Have you tried the steps to reproduce? Do they include all relevant data and configuration? Does the issue you report still appear there?
- [X] Yes, I have
This seems to be related to https://github.com/duckdb/duckdb/issues/9720 .
At least it can be worked around in a similar manner by including the row_number windowing function into the cross-joined sub-queries:
SELECT
x,
COALESCE(
y,
(
SELECT
prev.y + ( (next.y - prev.y) * (parent.x - prev.x) / (next.x - prev.x) )
FROM
( SELECT x, y, ROW_NUMBER() OVER (ORDER BY x DESC) as rn FROM df WHERE x <= parent.x and y is not null ) AS prev
CROSS JOIN
( SELECT x, y, ROW_NUMBER() OVER (ORDER BY x ASC) as rn FROM df WHERE x >= parent.x and y is not null ) AS next
WHERE
prev.rn = 1 AND next.rn = 1
)
) AS y
FROM
df parent
Thanks to https://stackoverflow.com/a/77588520/2873952 for realizing the link and workaround.
This issue is stale because it has been open 90 days with no activity.

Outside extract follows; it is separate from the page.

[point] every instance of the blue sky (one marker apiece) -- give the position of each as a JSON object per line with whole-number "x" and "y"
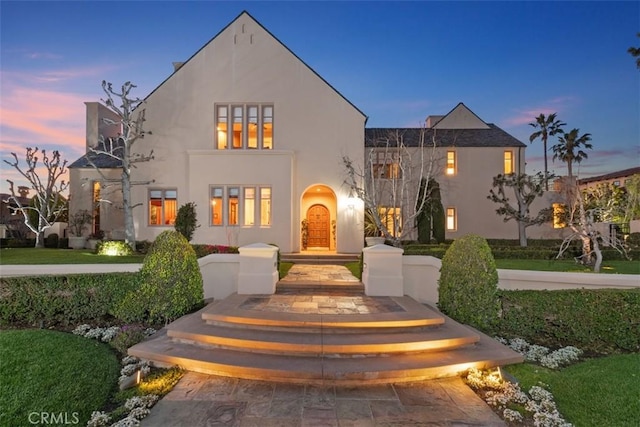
{"x": 398, "y": 62}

Remove stale label or comment or this will be closed in 30 days.
This issue is stale because it has been open 90 days with no activity. Remove stale label or comment or this will be closed in 30 days.
The error does seem to have been fixed for 1.0.0. At least i cannot reproduce it anymore on the latest version.